Add the United States government to the list.
Finally, it was banned in 2009. But it still lingered. Quietly. In the background. Popping up every once in a while. He was proud that he’d had a small part in at least curbing its use. Unfortunately, all those political appointees and career intelligence officers whom he’d tried to intimidate never forgave him. No promotions came his way. No meaningful advancements. Nothing but a career stalled in neutral. Trinity Dorner went on to climb the ladder at Langley, eventually settling into a position where she could change things. And she had. Then, just after his inauguration, Warner Fox had brought her to the White House as a deputy to the national security adviser. Now she would head the counter-terrorism force. Definitely high up in the pecking order now.
And with a personal interest in what he was doing.
He could not decide if that was good or bad.
The Residenz sat just off the pedestrian-only zone, on a street that accommodated Munich’s high-end shopping. Chanel. Louis Vuitton. Prada. Hermès. Prior to 1918 the Residenz had served as the seat of government and home to the Bavarian dukes. But it had been over a hundred years since the last vestige of royalty had walked its halls. He knew that much of the building had been destroyed during the Second World War. But it had been rebuilt into one of the largest museum complexes in all of Bavaria.
A massive tourist attraction.
The call he’d received a short while ago was a request for a meeting and he’d not refused. The caller had been the one to involve him in the first place, alerting him to the Chinese presence and the threat that the United States could face. He’d reported all that through proper channels with a recommendation that the CIA intervene, but, as TOO had so astutely noted, he’d been ordered to stand down. He’d lied to the attorney general in order to obtain the services of Luke Daniels, saying it would be for an operation in the Czech Republic. He certainly could not use any CIA regulars. That misrepresentation had clearly been discovered. He’d wondered how long it would be before the assholes at Langley found out about Cotton Malone. That move would definitely get him into even more trouble. The three operatives he’d used tonight were all freelance, not on the company payroll, but one of them was clearly a snitch.

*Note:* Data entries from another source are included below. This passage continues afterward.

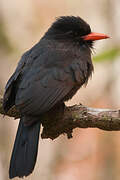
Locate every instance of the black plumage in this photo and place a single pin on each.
(48, 74)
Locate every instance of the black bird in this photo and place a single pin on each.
(48, 74)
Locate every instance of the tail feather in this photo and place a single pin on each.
(25, 150)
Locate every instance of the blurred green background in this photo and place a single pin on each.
(91, 154)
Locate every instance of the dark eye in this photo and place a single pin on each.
(76, 33)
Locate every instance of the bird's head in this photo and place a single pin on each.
(73, 28)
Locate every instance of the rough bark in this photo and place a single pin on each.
(77, 116)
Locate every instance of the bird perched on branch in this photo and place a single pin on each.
(47, 75)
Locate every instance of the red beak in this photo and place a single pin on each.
(94, 36)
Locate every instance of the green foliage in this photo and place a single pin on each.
(108, 55)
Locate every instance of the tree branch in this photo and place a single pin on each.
(77, 116)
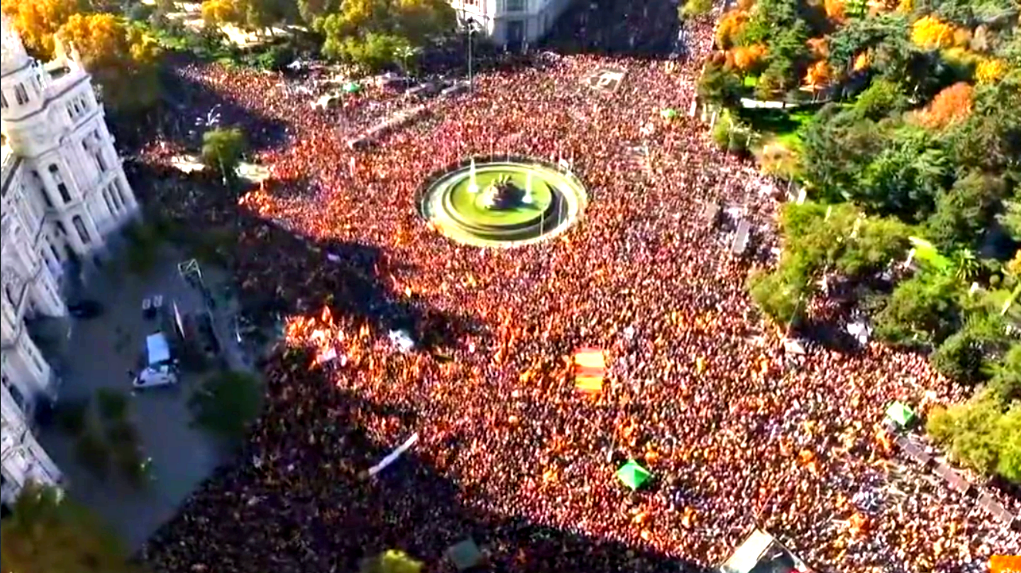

He stepped inside to a warm foyer and was escorted through a series of dimly lit corridors. Room after room opened to his left and right, many of them dark to the night. A few of the cleaning crew could be seen and heard as they worked.
He entered the Hall of Antiquities. A magnificent barrel-vaulted rectangle, every square inch ornately decorated, the walls lined with Roman busts. An older man sat at the far end on a raised dais. Not a throne, which had once surely been there. Just a mock representation. He walked the two hundred feet from one end to the other, down a checkerboard tile floor, past all of the sculpted busts, stopping short of the dais at a gilded wooded railing.
An exotic, musky scent hung in the air.